The brains behind Tarte explains why locals might not take the pressure of working in the kitchen, and how to inspire Millenials to pursue the culinary path. 

  • By Chelsia Tan
  • | Mar 24, 2016

Cheryl Koh, Singapore's pastry chef du jour, helms the eponymously-named bakery backed by the Les Amis Group and she has recently added the title of Asia's Best Pastry Chef (awarded to her by San Pellegrino's World's 50 Best Restaurants list) to her belt. She tells us how she started her first culinary job armed only with degree in Geography and European Studies, what we can do to improve the local dining scene and her creative process in the kitchen. 

I love that working in the kitchen demands your whole self to be put into it, that it requires passionate, hardworking, dedication and resilient individuals to work as a team in order for it to work. That being a cook at this level is not a means to an end like what many people might think, but a career that requires only those who thrive and are suited for a life like this. My family was very supportive and they told be to just go and do my best.

I was never in a culinary school, so it took me a lot of courage and resilience to catch up on the fundamentals about baking. After I graduated from the National University of Singapore (NUS) with a degree in Geography and European Studies, I went straight to Raffles Hotel for a job in the kitchen, before moving to Paris.

Lasserre is a Parisian institution; so needless to say, there is some sort of hierarchy, pressure and discipline there. I loved the staff meals at the restaurant, mastering a new language, meeting new people, taking the late night bus home after work, visiting the markets and being introduced to kitchen life in a culinary institution that has been around since after the second world war. However, I came back to Singapore after my stints around the world because my family is here and I missed home.

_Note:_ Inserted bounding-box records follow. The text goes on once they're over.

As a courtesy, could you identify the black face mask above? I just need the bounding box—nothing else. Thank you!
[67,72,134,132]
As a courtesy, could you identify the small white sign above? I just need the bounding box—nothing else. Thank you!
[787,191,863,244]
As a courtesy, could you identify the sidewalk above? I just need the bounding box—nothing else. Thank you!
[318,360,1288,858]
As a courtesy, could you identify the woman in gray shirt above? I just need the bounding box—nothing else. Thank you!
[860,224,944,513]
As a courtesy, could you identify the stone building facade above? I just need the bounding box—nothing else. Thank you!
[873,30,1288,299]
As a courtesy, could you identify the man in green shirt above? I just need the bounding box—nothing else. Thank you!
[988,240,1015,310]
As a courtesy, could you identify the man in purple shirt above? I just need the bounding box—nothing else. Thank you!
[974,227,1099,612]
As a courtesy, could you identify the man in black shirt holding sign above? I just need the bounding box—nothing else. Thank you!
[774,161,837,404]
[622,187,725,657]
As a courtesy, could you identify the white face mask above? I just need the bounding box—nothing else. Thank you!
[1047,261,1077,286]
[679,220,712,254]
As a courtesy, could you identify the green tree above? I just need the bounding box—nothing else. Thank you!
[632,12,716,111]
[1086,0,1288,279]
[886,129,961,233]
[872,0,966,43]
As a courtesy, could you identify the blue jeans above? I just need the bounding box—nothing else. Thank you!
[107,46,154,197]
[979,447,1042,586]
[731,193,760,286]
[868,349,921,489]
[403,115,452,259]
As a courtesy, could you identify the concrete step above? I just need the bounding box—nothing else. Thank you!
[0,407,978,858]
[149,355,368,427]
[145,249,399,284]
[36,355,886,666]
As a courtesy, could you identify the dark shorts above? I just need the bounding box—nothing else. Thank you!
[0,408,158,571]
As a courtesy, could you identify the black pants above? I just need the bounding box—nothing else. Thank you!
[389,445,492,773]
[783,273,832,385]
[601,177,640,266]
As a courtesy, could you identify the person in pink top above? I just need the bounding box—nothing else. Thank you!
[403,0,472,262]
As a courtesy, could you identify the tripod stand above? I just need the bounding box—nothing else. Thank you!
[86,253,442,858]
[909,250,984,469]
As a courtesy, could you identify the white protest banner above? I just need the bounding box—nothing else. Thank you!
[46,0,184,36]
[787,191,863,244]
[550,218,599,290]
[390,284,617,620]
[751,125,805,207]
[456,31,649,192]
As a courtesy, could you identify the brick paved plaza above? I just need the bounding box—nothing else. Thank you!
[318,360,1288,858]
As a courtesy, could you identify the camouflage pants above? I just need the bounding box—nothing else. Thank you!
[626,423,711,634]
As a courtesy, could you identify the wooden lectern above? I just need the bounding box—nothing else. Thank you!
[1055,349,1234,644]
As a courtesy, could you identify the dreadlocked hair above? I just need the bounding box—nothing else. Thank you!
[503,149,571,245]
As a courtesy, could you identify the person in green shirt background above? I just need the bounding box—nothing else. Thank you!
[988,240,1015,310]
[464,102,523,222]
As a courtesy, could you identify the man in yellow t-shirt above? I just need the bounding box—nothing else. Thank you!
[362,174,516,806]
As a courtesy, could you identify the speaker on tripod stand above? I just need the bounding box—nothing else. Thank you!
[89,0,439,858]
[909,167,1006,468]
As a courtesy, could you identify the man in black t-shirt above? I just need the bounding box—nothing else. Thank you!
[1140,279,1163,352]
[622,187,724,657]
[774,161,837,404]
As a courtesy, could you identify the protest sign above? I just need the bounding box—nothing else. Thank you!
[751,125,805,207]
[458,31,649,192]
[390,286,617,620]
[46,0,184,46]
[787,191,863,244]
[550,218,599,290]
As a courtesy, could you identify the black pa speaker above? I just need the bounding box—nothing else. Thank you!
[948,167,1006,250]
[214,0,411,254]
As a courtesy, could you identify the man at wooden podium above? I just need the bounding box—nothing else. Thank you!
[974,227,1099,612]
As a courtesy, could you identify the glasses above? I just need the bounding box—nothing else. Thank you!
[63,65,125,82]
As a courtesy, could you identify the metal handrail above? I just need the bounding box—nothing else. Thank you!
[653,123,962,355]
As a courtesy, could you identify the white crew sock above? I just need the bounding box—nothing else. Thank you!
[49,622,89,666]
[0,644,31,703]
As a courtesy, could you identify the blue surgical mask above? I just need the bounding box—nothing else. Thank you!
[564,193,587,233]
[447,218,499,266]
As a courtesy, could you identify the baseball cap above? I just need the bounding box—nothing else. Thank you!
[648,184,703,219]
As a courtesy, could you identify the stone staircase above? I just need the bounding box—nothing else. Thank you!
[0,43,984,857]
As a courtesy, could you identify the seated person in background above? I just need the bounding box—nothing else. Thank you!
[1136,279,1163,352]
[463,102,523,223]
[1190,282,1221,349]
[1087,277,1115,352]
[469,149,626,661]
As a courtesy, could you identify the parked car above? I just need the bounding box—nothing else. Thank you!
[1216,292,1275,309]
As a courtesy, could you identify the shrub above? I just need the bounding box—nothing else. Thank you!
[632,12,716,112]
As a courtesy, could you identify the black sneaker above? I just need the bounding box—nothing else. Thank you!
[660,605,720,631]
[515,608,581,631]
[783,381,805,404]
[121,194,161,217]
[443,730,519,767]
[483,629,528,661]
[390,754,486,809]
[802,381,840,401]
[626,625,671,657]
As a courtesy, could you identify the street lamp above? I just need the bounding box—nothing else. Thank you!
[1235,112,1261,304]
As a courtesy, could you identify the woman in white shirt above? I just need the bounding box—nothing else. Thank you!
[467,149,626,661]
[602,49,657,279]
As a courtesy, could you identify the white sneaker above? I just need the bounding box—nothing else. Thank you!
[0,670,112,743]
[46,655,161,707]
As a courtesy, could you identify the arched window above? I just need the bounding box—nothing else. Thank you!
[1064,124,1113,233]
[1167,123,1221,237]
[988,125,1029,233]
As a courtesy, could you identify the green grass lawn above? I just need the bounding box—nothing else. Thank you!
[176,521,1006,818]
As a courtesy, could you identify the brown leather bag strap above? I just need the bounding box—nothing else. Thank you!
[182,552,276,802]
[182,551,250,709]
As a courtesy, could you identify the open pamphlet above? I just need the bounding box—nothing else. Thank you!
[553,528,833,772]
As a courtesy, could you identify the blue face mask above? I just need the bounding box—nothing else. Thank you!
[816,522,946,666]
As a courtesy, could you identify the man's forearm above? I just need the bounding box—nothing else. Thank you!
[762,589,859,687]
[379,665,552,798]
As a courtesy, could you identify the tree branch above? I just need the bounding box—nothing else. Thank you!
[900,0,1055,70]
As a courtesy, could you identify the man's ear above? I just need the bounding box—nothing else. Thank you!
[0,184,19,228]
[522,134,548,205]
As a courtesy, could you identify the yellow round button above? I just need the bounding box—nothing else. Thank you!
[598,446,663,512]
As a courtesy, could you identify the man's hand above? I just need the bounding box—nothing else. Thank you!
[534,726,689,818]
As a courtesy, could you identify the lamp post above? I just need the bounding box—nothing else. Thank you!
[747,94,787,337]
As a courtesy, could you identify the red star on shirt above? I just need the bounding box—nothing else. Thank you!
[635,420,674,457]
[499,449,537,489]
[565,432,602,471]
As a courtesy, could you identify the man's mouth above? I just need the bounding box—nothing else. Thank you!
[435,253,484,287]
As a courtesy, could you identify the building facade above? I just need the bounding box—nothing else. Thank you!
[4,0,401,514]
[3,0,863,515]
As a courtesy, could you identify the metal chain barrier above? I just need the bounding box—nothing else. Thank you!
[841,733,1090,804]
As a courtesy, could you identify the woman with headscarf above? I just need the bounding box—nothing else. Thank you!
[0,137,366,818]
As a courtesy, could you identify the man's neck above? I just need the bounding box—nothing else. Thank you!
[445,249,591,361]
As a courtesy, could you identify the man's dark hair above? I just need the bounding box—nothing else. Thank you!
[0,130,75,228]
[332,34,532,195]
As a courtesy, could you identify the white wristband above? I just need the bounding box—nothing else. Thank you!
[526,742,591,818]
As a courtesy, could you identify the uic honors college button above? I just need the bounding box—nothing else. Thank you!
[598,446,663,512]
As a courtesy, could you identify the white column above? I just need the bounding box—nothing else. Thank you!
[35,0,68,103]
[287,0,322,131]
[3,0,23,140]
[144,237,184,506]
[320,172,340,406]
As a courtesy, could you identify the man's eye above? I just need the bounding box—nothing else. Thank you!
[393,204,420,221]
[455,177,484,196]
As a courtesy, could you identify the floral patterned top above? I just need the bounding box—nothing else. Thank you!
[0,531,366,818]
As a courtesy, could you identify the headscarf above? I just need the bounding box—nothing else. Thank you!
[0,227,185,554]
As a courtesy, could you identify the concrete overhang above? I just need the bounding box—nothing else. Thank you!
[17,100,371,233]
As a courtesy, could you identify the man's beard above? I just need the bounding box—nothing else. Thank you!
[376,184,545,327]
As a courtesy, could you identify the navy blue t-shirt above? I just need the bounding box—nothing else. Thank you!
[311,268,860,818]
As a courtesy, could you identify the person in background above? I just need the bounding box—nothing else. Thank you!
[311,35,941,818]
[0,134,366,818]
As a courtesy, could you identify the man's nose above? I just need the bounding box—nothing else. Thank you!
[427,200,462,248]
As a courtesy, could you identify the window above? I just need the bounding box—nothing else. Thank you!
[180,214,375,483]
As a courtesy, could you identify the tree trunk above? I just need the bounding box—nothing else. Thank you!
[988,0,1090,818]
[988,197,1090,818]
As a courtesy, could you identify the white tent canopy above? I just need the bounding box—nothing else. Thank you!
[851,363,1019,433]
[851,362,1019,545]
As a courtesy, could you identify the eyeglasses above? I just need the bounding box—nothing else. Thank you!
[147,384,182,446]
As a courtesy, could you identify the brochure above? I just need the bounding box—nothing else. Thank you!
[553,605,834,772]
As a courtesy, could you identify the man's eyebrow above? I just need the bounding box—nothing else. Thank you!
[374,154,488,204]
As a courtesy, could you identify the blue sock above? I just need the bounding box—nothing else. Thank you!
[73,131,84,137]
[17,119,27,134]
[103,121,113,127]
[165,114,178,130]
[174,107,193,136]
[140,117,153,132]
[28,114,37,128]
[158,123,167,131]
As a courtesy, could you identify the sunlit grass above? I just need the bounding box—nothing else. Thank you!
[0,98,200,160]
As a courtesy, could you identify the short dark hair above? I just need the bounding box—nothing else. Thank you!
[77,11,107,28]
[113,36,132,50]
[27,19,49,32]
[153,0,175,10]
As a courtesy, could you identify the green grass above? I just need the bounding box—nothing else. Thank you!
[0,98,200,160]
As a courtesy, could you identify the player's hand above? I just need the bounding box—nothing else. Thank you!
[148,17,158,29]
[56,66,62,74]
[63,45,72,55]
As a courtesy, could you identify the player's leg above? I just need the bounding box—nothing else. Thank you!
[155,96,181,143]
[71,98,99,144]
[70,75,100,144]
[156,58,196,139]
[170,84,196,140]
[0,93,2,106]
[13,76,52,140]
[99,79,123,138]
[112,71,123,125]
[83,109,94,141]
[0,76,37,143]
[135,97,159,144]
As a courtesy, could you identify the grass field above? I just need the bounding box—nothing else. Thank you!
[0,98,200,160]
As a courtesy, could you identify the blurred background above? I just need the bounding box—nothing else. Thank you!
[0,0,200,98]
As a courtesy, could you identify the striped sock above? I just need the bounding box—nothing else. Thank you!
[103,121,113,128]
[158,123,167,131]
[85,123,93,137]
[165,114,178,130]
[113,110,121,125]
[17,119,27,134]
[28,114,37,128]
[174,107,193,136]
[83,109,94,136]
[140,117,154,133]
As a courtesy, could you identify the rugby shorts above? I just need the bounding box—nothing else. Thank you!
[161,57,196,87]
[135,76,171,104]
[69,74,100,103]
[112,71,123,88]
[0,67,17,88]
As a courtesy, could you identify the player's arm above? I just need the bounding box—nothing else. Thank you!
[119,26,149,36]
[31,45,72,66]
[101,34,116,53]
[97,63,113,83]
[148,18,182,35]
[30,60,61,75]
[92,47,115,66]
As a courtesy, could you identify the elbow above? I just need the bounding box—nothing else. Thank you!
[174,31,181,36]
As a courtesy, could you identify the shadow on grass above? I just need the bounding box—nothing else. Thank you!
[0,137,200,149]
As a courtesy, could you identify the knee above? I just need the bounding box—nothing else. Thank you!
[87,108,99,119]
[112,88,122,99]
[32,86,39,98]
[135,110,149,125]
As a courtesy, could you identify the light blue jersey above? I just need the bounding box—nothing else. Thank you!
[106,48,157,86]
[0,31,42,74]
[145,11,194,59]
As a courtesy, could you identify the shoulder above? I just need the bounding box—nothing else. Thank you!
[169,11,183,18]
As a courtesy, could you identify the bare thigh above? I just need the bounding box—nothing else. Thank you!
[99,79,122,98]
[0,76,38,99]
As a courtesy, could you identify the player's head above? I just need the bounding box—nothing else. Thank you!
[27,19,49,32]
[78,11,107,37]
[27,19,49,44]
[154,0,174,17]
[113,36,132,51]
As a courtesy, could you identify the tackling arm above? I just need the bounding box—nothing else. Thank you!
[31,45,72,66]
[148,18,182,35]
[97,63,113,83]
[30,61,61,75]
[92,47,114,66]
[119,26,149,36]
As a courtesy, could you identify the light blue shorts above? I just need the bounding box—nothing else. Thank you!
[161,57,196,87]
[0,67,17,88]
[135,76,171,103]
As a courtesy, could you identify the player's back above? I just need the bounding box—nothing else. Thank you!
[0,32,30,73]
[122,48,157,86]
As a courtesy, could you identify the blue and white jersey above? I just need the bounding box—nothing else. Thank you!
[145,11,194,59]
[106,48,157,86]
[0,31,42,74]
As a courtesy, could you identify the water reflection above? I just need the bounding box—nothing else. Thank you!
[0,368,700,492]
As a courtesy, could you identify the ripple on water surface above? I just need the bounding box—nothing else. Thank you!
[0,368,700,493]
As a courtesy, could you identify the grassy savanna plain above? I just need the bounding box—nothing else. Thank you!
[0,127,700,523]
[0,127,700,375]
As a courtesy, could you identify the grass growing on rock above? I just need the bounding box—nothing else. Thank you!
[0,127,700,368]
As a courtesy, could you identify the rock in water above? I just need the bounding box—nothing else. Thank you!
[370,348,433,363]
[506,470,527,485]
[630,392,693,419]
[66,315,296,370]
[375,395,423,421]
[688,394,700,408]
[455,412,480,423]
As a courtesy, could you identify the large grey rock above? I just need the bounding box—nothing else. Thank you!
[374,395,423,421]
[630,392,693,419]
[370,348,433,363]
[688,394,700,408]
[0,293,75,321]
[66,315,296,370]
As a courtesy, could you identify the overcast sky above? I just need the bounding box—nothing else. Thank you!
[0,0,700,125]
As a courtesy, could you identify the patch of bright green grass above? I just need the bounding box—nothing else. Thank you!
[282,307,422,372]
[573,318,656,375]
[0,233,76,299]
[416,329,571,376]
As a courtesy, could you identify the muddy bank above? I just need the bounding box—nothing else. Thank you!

We are a city where we can eat well any time of the day, at every price point. I think we have every capacity and potential to grow and advance our culinary scene and continue to support, preserve and continue our local dining culture and food.

I hope to continue to eat well and give full support to our local hawkers and markets, and also see more young, motivated and passionate people learn to cook and work in the kitchen. However, it is a challenging trade to be in and not many locals might be able to endure the long hours.

What we can do is to hone talents from a younger age to open their eyes about how diverse this art can be. Every two years, the Les Amis Group organizes an inter-institution Culinary Challenge where each school will send their best representatives to compete. The competition format is tailored to the real-world scenario and judged by renowned chefs and professionals, and the winner will get an all-paid trip to Europe to dine at Michelin star restaurants. 

I’m also glad Singapore is getting more recognition worldwide, including this year’s Michelin guide which I believe will spur the culinary scene to work even harder on a global scale and also attract more passionate individuals.

Food history and stories inspire me. I generally like to read food encyclopedias such as Larousse Gastronomique. Every time I create something, I think about where, for example, the fruit is from, or what stories center around that fruit, among other things.